Glocal’s first hospital in Sonamukhi, 126 kilometres away from Kolkata, has validated their model since it opened up in July 2011. Built at a cost of roughly Rs3 crore, this 50-bed secondary hospital which treats up to 200 patients every day offers common medical services at affordable prices—Rs25 for an injection, Rs35 for urine test, Rs100 for X ray or an ECG, and Rs2500 for normal birth deliveries. It also successfully met its first benchmark target. “Our hospitals are designed to reach operation break even in six months, achieve their revenue targets in 12 months, and have return of investments of 36 months.” Actually, the Sonamukhi hospital took six months and 18 days, Azim painstakingly points out. “But it was our first, and helped establish our learning curve. My sense is the others will get there quicker.”
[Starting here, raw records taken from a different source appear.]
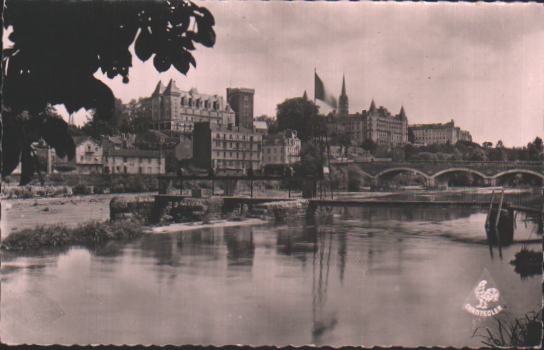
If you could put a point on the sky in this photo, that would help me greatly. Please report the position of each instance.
(479, 64)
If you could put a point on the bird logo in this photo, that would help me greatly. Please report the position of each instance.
(485, 296)
(485, 300)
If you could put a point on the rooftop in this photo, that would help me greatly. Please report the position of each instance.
(134, 152)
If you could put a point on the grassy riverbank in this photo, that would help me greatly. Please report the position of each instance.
(60, 236)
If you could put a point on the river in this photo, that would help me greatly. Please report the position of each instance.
(380, 276)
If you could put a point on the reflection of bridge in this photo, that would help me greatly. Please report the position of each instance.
(489, 172)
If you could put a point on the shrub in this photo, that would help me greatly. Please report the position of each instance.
(80, 189)
(59, 236)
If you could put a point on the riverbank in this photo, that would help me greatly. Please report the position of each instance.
(57, 236)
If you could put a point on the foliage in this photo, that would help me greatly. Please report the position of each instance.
(301, 115)
(311, 161)
(21, 130)
(355, 178)
(369, 145)
(522, 332)
(81, 189)
(59, 45)
(470, 151)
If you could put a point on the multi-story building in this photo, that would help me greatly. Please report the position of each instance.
(282, 148)
(464, 135)
(438, 133)
(87, 160)
(226, 147)
(343, 102)
(383, 128)
(176, 110)
(133, 161)
(261, 127)
(241, 101)
(375, 124)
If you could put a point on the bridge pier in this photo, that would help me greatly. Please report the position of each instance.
(430, 182)
(490, 182)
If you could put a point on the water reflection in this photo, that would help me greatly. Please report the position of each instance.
(350, 276)
(240, 248)
(322, 321)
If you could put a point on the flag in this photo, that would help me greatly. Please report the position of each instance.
(322, 94)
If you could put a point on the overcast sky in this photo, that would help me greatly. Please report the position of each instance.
(480, 64)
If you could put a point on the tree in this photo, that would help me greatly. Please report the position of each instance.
(301, 115)
(59, 45)
(535, 149)
(369, 145)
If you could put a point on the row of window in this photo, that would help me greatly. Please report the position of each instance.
(236, 145)
(231, 137)
(239, 164)
(236, 155)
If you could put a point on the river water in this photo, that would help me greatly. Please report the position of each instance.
(360, 276)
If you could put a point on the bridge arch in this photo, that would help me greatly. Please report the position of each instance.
(401, 169)
(453, 170)
(519, 171)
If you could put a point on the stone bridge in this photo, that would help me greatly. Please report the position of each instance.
(489, 172)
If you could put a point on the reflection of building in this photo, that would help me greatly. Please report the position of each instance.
(88, 157)
(222, 147)
(240, 247)
(241, 101)
(281, 148)
(439, 133)
(133, 161)
(176, 110)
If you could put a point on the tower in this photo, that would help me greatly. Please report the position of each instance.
(241, 102)
(343, 103)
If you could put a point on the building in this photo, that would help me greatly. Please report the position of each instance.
(133, 161)
(343, 102)
(282, 148)
(261, 127)
(241, 101)
(383, 128)
(438, 133)
(464, 135)
(87, 160)
(226, 147)
(177, 110)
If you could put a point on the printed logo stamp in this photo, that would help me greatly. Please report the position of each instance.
(485, 299)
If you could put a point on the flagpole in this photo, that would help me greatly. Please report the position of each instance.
(315, 74)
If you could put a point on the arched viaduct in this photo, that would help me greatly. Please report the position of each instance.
(489, 172)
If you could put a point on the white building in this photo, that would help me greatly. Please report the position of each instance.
(133, 161)
(87, 160)
(282, 148)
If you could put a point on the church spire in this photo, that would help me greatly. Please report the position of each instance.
(402, 114)
(372, 108)
(343, 102)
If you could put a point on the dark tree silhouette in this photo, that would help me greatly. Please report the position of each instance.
(298, 114)
(59, 45)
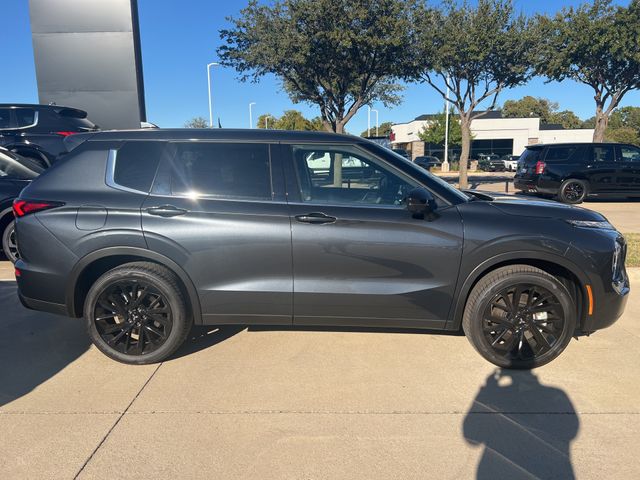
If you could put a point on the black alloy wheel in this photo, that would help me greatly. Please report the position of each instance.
(10, 243)
(137, 314)
(133, 317)
(519, 316)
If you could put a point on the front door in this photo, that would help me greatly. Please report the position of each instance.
(359, 257)
(218, 210)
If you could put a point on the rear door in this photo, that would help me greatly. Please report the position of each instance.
(629, 161)
(359, 257)
(218, 209)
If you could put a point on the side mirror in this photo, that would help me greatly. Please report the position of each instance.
(420, 202)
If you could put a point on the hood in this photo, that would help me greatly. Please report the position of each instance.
(522, 206)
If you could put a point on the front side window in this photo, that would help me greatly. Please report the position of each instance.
(603, 154)
(25, 117)
(227, 170)
(630, 154)
(340, 175)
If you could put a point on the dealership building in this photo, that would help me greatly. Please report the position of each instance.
(492, 133)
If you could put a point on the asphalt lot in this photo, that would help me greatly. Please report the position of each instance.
(286, 403)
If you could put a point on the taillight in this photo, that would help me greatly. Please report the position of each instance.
(25, 207)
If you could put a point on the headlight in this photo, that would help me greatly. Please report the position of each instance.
(591, 224)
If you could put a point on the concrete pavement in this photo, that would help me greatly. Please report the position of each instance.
(284, 403)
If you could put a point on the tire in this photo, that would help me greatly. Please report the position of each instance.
(137, 314)
(529, 336)
(573, 191)
(9, 245)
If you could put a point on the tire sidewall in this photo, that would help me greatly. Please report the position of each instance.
(476, 335)
(174, 299)
(564, 185)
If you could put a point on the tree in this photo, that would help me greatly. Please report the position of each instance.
(566, 118)
(434, 130)
(337, 54)
(197, 122)
(595, 44)
(475, 52)
(530, 107)
(384, 130)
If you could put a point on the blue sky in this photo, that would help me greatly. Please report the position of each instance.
(180, 37)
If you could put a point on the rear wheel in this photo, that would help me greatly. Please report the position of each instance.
(9, 243)
(519, 317)
(573, 191)
(136, 313)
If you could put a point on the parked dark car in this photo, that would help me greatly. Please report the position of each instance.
(573, 171)
(15, 173)
(145, 233)
(427, 162)
(38, 131)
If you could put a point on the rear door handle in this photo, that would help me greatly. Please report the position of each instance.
(166, 211)
(315, 218)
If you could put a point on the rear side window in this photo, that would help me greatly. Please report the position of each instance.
(230, 170)
(136, 164)
(559, 154)
(25, 117)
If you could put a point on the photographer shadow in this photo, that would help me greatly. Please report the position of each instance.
(526, 428)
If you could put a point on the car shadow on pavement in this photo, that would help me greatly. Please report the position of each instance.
(34, 346)
(525, 428)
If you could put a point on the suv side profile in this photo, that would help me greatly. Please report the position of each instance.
(38, 131)
(170, 228)
(573, 171)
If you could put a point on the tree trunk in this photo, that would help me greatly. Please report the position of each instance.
(602, 120)
(465, 125)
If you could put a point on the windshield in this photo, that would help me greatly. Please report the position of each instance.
(17, 167)
(421, 171)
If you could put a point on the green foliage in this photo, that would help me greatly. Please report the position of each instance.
(433, 132)
(290, 120)
(337, 54)
(595, 44)
(530, 107)
(384, 130)
(197, 122)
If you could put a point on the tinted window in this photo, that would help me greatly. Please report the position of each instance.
(136, 164)
(339, 176)
(5, 118)
(559, 154)
(630, 154)
(222, 169)
(25, 117)
(603, 154)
This dogged monitoring of business fundamentals and performance might seem at odds with his hospital’s local surroundings. But Azim believes it’s the key to working in rural India. “Many people think they can enter the rural market with a low-cost, pared-down product but that will never work. With the mass media and mobile revolutions, aspirations here are very high. To survive here is tougher than in any urban centre—you need incredible efficiency to offer that quality at lower prices.” He likens the situation to the automobile market in western Europe where everybody already has a car so for every extra rupee they spend on a vehicle, they expect a higher return. “We can’t treat these customers like second grade citizens, or beneficiaries.” Of course, there are challenges, he says, including getting doctors to view medicine as a profession, not as a “business practice” although he’s quick to add that this is an ill which afflicts the medical fraternity across India, and not just rural areas. Yet, he’d rather focus on the opportunities “The Indian rural healthcare market is valued at $20 billion. Trying to crack that was never easy.”